Jason Theodosakis: This is a tricky question since the supplements often do contain sulfates. Once a sulfa allergy is confirmed, I usually recommend avoidance of sulfa products. Glucosamine alone is available without sulfa, and several companies have decent products.This will not work as well as those who can take the combination, but still may offer you significant benefits.
Amy Lynne from NC: Do injuries you get in your youth turn into arthritis when you get older? I injured my knee in junior high, and it occasionally bothers me. Will I probably get arthritis there when I grow old?
Jason Theodosakis: Injuries are the most common source or cause of osteoarthritis in those younger than 45. The degree of injury determines the prognosis. The best predictor of knee osteoarthritis is time since tear or removal of the meniscus cartilage. So, some injuries do lead to osteoarthritis, and some do not. That's all I can say without knowing specifics.
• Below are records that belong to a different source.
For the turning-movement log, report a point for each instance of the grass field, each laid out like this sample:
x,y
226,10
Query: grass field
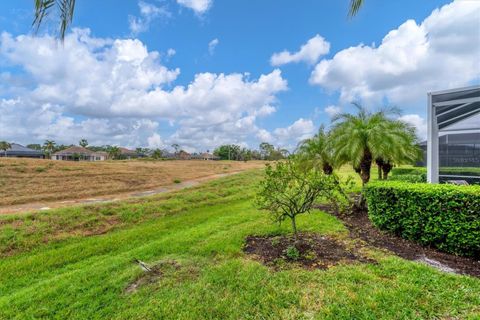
x,y
77,263
32,180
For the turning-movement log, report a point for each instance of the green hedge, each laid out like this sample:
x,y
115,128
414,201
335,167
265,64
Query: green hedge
x,y
443,216
416,178
409,171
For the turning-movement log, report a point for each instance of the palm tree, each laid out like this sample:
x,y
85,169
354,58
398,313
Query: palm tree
x,y
404,149
361,138
317,151
44,8
4,145
48,146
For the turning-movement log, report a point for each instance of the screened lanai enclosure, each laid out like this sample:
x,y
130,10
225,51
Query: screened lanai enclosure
x,y
453,139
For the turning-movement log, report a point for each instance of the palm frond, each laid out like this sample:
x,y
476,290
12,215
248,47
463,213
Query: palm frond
x,y
43,8
355,6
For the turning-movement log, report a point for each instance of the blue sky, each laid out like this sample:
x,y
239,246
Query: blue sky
x,y
200,72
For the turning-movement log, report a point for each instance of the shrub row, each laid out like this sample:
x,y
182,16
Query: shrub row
x,y
410,171
416,178
443,216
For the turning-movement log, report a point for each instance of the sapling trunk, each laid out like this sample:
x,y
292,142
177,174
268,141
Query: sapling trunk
x,y
294,227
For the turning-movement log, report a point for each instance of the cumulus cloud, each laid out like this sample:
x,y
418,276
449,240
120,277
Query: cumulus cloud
x,y
297,131
171,52
332,110
117,91
418,123
310,52
198,6
441,52
155,141
212,45
148,13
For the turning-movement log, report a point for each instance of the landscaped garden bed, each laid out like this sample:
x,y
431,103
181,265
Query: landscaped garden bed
x,y
309,250
360,227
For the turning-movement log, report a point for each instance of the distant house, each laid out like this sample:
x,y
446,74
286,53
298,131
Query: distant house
x,y
79,154
183,155
127,153
19,151
208,156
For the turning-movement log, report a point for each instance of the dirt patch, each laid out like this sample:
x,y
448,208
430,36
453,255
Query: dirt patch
x,y
153,275
360,227
311,251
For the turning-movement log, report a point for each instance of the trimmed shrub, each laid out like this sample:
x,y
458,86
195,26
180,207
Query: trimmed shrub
x,y
409,171
415,178
443,216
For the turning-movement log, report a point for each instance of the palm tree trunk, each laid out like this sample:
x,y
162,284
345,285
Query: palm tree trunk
x,y
386,168
365,166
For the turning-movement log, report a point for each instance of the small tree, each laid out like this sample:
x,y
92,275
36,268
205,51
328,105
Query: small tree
x,y
4,145
290,189
48,147
157,154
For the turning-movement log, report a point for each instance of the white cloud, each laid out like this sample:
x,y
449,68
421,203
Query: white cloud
x,y
332,110
441,52
148,13
198,6
212,45
309,52
171,52
297,131
155,141
117,91
418,123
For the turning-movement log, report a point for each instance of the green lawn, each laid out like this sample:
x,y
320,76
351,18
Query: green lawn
x,y
76,263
Bob from Denver: I am a 50-year-old man with rheumatoid and have recently been suffering from total body aches...[and my] sleep is very erratic. Might I be suffering from fybromyalgia?
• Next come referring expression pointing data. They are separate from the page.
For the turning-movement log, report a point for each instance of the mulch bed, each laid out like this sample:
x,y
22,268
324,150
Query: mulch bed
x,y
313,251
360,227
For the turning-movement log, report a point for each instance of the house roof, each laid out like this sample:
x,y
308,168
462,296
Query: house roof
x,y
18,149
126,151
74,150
Jason Theodosakis: This diagnosis would require a careful history and examination by a rheumatologist. It's hard for me to diagnose this online.
Kevin C. from Ok. City: What got you interested in arthritis cures in the first place? And what promoted you to take the study of arthritis further than others have?
Jason Theodosakis: The mother of invention -- need. I was using crutches and a wheelchair for five months despite getting all the treatment standard medicine offered. This and my frustration with treating my family and patients led me to develop the program. This is my program, and it has been successful because I was the first to combine everything in an integrative manner. It works.
Moderator: Thank you for taking the time to join us this afternoon, Dr. Theodosakis. Any final comments regarding MAXIMIZING THE ARTHRITIS CURE?
Jason Theodosakis: I appreciate the opportunity to chat and believe that MAXIMIZING THE ARTHRITIS CURE will offer at least as much benefit as the first book. Thank you.